The floor produces this force. It acts on your feet. It acts upward. The reaction force is the force your feet exert on the floor.

(c) The gravitational force on you as you stand on a horizontal floor.

The earth produces this force. It acts on you. It acts downward. The reaction force is the gravitational force you exert on the earth.

(d) The horizontal force exerted on a baseball by a bat as the ball is hit straight up the middle towards center field for a single.

The bat produces this force. It acts on the ball. It acts horizontally.

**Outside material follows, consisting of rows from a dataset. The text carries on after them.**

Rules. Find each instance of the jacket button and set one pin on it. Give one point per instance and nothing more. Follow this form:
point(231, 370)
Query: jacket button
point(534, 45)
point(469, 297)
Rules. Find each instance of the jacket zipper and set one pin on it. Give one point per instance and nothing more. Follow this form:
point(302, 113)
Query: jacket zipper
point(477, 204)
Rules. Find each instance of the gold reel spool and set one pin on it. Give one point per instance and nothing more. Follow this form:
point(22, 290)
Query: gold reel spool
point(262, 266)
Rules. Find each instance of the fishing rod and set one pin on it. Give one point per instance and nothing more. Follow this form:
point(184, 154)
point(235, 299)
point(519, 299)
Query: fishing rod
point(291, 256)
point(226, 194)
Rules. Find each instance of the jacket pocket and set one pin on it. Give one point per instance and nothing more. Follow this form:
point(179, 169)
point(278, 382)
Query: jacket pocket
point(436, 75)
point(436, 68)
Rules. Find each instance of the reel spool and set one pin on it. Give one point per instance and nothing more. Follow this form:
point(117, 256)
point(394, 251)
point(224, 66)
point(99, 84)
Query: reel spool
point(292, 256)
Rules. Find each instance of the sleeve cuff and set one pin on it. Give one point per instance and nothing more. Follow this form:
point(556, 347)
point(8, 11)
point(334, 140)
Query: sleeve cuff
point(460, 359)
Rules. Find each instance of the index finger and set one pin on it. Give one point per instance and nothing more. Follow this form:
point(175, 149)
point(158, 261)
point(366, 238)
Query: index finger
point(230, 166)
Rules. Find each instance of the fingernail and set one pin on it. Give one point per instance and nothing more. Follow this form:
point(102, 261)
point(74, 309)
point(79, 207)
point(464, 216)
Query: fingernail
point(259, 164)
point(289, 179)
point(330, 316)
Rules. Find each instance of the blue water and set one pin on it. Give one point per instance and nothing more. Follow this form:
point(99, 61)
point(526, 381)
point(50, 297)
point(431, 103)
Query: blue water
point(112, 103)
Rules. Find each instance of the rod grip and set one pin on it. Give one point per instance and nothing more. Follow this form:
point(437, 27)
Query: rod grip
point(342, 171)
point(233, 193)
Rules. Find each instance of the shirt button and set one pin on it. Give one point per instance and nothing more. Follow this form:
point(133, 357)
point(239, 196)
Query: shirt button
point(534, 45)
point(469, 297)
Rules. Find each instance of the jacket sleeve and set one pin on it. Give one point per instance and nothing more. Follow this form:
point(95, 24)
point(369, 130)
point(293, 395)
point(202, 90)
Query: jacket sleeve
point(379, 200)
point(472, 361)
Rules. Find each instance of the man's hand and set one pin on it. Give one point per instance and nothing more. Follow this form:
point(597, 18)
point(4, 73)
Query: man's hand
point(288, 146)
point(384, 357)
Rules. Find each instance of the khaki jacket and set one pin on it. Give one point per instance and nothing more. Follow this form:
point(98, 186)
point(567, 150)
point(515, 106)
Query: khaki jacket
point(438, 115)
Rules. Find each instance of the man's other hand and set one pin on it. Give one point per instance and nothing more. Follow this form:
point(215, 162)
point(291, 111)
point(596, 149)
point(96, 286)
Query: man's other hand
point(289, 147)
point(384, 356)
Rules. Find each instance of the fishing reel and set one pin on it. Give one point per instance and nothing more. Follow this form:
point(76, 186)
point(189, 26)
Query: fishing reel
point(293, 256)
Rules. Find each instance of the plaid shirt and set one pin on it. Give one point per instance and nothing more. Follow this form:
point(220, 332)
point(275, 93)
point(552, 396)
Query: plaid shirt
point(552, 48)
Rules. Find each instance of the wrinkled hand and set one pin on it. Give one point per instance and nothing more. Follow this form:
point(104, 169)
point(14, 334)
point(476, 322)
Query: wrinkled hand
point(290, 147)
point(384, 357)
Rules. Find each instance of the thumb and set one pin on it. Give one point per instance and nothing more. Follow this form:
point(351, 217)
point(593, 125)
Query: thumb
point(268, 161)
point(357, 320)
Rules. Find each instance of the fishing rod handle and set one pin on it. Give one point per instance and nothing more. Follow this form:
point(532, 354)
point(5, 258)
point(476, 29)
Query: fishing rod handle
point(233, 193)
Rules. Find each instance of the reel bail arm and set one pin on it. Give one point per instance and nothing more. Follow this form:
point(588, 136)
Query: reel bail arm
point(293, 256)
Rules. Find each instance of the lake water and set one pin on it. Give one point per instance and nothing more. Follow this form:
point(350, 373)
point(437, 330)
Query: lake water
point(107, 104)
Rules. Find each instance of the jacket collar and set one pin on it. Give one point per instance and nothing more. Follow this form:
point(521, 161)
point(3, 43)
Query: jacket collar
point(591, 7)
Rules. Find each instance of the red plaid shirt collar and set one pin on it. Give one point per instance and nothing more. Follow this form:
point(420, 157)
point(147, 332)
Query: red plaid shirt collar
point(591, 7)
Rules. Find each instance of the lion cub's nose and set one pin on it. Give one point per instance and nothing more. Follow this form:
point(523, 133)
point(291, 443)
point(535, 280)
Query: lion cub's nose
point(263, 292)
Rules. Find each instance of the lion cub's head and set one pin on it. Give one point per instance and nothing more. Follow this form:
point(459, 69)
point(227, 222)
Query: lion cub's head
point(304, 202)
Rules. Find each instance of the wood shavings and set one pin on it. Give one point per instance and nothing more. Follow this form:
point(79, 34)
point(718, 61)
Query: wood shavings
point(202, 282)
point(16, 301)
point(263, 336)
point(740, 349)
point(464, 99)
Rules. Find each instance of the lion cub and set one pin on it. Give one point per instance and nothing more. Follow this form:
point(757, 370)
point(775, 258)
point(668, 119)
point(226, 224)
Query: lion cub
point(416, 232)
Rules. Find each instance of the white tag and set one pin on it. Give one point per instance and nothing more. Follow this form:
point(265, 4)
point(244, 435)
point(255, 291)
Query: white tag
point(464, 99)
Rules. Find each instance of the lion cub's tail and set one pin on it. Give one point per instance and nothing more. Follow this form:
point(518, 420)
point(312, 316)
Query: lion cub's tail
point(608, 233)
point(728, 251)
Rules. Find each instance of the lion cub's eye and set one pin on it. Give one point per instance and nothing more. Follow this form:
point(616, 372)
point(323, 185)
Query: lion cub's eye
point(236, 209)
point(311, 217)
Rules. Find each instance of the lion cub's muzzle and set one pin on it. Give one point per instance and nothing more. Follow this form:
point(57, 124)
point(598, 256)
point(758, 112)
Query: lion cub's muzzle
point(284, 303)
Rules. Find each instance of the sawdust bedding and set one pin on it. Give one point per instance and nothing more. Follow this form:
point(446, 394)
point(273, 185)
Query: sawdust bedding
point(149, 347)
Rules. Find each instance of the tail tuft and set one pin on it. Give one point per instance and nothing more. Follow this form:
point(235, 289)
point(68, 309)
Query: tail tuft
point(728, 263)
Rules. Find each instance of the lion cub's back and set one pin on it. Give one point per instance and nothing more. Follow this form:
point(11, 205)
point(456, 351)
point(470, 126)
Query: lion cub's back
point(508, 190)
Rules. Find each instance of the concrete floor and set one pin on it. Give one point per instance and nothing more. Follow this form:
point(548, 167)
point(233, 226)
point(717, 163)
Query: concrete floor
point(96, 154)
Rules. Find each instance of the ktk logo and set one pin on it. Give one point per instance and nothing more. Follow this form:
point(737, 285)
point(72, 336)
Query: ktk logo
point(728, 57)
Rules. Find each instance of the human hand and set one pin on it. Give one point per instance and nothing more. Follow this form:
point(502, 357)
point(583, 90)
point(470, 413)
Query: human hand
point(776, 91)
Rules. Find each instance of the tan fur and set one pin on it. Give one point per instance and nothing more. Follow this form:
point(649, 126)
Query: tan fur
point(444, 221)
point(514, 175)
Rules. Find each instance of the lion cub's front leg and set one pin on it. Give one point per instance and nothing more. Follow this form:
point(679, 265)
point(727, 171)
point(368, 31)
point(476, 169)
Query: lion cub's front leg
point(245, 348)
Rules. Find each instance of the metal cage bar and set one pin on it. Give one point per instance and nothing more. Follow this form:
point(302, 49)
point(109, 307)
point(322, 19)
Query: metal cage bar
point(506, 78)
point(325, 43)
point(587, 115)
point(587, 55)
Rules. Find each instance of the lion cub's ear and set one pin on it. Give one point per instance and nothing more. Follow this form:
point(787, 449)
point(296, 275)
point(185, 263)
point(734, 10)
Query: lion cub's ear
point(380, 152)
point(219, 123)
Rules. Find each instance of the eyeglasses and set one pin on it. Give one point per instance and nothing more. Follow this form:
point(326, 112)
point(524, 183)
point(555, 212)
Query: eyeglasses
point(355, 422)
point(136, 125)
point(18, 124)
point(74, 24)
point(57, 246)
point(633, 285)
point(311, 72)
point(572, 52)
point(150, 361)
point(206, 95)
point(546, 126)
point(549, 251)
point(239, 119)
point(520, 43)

The reaction force is the force the ball exerts on the bat.

17 •• For each case, identify the force (including its direction) that causes the acceleration. (a) A sprinter at the very start of the race. (b) A hockey puck skidding freely but slowly coming to rest on the ice. (c) A long fly ball at the top of its arc. (d) A bungee jumper at the very bottom of her descent. Determine the Concept (a) A sprinter at the very start of the race:

The block’s force on the sprinter accelerates the sprinter forward when the sprinter pushes backward on the blocks.

(b) A hockey puck skidding freely but slowly coming to rest on the ice:

The frictional force by the ice on the puck causes the puck to slow down. This force is directed opposite to the velocity of the puck.

(c) A long fly ball at the top of its arc:

The downward gravitation force by Earth on the ball.

(d) A bungee jumper at the very bottom of her descent:

The force exerted by the stretched bungee cord accelerates the jumper upward. Its direction is upward.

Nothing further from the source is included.